En Allemagne, la Constitution de Weimar de 1919 a proclamé la neutralité de l’État face à la religion et aux croyances. Cette disposition de la Constitution de Weimar a été reprise dans la Constitution actuelle, notamment aux articles 4 et 140 où il est question d’associations et de communautés religieuses, et non d’Églises ni de sectes. Aux termes de l’art. 140 de la Constitution, nombre de sectes sont considérées aujourd’hui comme des entités de droit public, et donc assimilées à une Église du point de vue juridique.
Le nombre des membres des sectes, appelées aussi « jeunes religions », est difficile à évaluer. On y dénombre près d’un million de membres en Allemagne, répartis probablement en 300 entités. Le terme « jeunes religions » a récemment remplacé celui de secte.

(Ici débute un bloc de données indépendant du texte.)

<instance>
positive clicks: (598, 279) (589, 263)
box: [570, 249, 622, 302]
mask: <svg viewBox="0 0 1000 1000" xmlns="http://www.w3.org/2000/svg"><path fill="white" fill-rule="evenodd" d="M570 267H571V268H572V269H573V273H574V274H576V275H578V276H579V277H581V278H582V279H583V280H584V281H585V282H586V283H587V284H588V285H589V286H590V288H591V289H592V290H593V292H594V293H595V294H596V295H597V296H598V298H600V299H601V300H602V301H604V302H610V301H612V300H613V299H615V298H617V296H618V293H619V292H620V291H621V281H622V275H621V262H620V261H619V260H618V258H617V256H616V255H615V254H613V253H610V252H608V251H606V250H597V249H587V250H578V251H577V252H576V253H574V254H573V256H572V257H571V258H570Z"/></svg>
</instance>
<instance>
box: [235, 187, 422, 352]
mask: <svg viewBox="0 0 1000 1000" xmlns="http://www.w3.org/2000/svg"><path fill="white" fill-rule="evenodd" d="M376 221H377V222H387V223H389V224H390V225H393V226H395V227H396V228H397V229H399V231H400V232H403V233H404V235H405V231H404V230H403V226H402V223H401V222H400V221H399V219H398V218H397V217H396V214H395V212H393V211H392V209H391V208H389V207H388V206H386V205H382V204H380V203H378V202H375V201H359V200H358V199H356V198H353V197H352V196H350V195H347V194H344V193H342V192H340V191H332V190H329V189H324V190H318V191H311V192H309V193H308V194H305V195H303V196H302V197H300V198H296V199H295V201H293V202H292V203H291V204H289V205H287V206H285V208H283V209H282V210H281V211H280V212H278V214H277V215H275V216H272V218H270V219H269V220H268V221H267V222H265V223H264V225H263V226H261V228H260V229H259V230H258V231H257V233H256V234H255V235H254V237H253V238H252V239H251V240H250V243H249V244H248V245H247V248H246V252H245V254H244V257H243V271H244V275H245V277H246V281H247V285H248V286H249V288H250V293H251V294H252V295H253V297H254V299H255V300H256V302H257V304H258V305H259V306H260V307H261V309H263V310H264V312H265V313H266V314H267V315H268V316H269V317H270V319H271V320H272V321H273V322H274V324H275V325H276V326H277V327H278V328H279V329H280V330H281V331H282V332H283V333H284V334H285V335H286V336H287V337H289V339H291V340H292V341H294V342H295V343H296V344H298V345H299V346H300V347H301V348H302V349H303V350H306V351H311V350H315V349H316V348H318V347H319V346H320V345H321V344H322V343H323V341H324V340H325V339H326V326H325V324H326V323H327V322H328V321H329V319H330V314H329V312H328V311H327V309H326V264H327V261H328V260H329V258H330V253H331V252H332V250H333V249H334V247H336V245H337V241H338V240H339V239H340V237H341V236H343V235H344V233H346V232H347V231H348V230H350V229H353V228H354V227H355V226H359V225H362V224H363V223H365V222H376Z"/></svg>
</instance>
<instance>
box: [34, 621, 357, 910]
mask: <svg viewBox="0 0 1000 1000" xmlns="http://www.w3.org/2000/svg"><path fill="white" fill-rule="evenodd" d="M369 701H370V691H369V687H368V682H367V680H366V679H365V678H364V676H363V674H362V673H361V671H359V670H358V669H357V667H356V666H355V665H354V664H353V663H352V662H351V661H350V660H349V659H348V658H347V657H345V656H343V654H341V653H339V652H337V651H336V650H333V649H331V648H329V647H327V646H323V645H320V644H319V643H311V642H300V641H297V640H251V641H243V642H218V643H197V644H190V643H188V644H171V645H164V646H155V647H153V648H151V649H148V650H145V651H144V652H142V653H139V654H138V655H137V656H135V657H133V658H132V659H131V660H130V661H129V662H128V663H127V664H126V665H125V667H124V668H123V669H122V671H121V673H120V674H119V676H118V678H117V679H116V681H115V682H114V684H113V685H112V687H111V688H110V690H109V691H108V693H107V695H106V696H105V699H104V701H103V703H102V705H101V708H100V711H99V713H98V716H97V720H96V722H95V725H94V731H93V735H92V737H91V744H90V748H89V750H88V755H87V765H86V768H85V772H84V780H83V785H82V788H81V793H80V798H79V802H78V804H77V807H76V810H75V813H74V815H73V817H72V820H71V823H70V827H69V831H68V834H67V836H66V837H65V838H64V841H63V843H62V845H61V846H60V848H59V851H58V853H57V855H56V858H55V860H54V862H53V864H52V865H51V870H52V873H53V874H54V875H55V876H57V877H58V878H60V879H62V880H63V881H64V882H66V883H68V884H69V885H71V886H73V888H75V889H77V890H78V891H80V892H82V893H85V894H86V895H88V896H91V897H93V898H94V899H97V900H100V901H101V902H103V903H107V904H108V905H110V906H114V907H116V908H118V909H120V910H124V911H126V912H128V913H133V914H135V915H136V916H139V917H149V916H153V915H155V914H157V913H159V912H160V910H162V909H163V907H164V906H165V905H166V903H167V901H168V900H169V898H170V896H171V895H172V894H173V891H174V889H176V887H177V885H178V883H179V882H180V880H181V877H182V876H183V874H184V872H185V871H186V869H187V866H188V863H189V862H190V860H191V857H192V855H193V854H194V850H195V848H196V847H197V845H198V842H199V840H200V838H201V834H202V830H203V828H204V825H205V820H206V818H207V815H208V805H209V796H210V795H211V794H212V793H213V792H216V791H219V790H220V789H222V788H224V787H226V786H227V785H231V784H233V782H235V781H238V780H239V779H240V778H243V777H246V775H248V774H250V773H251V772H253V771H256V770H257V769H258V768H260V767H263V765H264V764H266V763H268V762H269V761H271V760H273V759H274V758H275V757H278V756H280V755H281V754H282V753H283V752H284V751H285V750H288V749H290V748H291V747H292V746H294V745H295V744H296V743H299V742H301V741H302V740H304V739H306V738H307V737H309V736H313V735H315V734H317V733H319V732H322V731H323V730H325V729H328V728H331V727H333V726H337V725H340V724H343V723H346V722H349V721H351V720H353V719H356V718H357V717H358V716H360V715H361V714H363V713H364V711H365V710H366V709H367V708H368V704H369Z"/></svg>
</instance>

Ces derniers temps, des sectes comme les Témoins de Jéhovah et la Scientologie ont perdu une partie de leur influence et de leur visibilité dans la société. Leurs activités criminelles dans le domaine financier ainsi que le terrorisme psychologique qu’elles exercent sur leurs membres, rapporté par le nombre toujours croissant de ceux qui en sortent, ne sauraient être ignorées même par un État séculier et neutre.

Ainsi, les Scientologistes et les Témoins de Jéhovah ont souvent une attitude anti-libérale et anti-étatique. Pour ces sectes, l’État et la société représentent un mal auquel il faut s’opposer et qui ne peut en aucun cas être accepté. L’État et sa législation ne sont tolérés que par intérêt, comme lorsque certaines sectes sont reconnues comme associations de droit public.

Le concept d’Église tel que le conçoit, par exemple, la Scientologie, n’est pas reconnu par le droit. La Scientologie y recourt pour masquer ses nombreuses activités financières et son idéologie qui classe les personnes en partisans et opposants. Bien que l’Australie ait décrété dès 1965 que « la Scientologie et mauvaise : ses techniques sont mauvaises et leur exercice représente une menace sérieuse pour la société, du point de vue sanitaire, moral et social », aucune loi n’interdit actuellement les activités de l’« Église » de Scientologie en Allemagne. Alors que le législateur s’efforce d’éloigner tout danger du peuple allemand, aux termes de la Constitution, le « droit » à la liberté religieuse est inviolable. Une révision des principes du droit serait donc souhaitable, ainsi que la reconnaissance du christianisme.